Особо отметим, что очень важной и интересной с точки зрения авторского мировосприятия особенностью является соотнесенность «правой стороны» с «демоническим» началом: в тексте НПР черт изображается на правой стороне притвора, Солоха стоит близ правого крылоса и т.д., а в МД при помощи локатива «правая сторона» происходит объективация «ситуаций-неприятностей» или «ситуаций-сложностей», происходящих с тройкой. Эта особенность может объясняться тем, что поворот нечистой силы «направо», т.е. в «правильную сторону», неизбежно и естественно должен быть обречен на неудачу.
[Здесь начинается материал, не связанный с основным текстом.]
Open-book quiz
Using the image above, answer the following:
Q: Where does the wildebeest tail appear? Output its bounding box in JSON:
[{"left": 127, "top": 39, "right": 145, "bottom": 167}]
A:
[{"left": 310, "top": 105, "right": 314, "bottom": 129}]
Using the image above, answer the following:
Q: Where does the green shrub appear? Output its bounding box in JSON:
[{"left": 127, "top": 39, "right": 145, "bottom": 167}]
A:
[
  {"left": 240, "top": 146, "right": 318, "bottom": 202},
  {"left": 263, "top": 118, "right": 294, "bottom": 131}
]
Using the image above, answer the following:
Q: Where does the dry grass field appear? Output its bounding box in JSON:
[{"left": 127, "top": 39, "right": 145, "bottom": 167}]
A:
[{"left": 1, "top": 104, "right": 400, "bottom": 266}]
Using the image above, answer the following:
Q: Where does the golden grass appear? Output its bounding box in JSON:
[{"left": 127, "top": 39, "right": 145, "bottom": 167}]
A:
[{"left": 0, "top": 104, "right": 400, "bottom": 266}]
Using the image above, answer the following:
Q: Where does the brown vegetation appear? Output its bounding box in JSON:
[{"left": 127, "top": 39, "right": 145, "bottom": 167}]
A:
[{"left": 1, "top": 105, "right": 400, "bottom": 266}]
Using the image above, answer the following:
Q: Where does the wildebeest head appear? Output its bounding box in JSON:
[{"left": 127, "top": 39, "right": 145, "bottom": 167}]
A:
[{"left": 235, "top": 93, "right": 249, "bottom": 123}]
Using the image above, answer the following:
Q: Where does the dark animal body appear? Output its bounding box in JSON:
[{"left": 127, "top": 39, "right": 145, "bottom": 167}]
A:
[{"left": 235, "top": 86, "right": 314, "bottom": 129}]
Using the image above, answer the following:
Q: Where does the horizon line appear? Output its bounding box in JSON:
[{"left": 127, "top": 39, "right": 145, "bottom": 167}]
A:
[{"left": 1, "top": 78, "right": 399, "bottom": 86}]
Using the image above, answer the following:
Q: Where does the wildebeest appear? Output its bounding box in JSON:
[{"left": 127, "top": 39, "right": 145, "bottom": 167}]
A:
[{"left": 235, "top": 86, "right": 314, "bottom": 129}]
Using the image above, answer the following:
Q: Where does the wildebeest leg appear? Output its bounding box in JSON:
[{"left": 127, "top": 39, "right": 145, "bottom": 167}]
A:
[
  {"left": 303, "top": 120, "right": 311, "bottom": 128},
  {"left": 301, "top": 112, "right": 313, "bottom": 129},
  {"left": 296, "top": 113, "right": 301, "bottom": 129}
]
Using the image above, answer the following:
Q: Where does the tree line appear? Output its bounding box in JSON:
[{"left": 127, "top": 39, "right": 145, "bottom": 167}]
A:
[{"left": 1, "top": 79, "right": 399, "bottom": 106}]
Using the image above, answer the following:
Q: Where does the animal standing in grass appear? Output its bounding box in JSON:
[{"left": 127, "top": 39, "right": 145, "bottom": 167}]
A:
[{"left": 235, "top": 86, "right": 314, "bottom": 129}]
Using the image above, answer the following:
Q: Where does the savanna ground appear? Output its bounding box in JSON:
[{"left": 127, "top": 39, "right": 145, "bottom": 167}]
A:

Тему пространственной корреляции между текстами НПР и МД мы продолжаем в третьем параграфе второй главы «Некоторые особенности вербализации художественного концепта “дорога” в текстах “Ночи перед Рождеством” и “Мертвых душ”». ХК «дорога» интересует нас, в первую очередь, как элемент взаимодействия с ХК «черт» и в меньшей степени как самостоятельный феномен, репрезентирующий один из элементов художественного пространства. Рассматривая ХК «дорога» безотносительно к творчеству Н.В. Гоголя, мы апеллируем к уже существующим исследованиям этого концепта в лингвокультурологическом, лингвокогнитивном и философско-филологическом аспектах. Далее, с учетом этих исследований и в соответствии с принятой методологией анализа художественных концептов, рассматривается структура ядра ХК «дорога». В частности, мы указываем, что в текстах НПР и МД ядро вербализуется преимущественно с помощью лексемы дорога. Второй по частотности употребления является лексема улица, третьей – путь. Причем в подавляющем большинстве контекстов у Н.В. Гоголя лексемы дорога и путь являются абсолютными синонимами вопреки тому общеязыковому и культурному факту, отмеченному Н.Д. Арутюновой, что область референции этих лексем не вполне идентична. Далее мы переходим к анализу внутренней формы этих лексем, которая заключает значения «препятствие», «трудность», «опасность». Эти значения - в зависимости от контекста - обнаруживают ту или иную степень экспликации, а также - что важно - приобретают дополнительный «демонический» оттенок смысла, благодаря которому ХК «дорога» начинает взаимодействовать с ХК «черт». В параграфе показано, с помощью каких лексем репрезентируются эти значения у Н.В. Гоголя. Так, в частности, одно из ядерных значений - «препятствие» - вербализуется за счет лексемы темно (темнота), которая в контексте гоголевского творчества участвует в объективации концепта «тьма», противопоставленного концепту «свет»: «Таким-то образом, как только черт спрятал в кар­ман свой месяц, вдруг по всему миру сделалось так темно, что не всякий бы нашел дорогу к шинку, не только к дьяку» (НПР, 156). К препятствиям на дороге в рассматриваемых тестах относятся и свойства самой дороги: искривленность, затерянность и смертоносность (в большей степени в МД), которые актуализируют «демоническую» семантику.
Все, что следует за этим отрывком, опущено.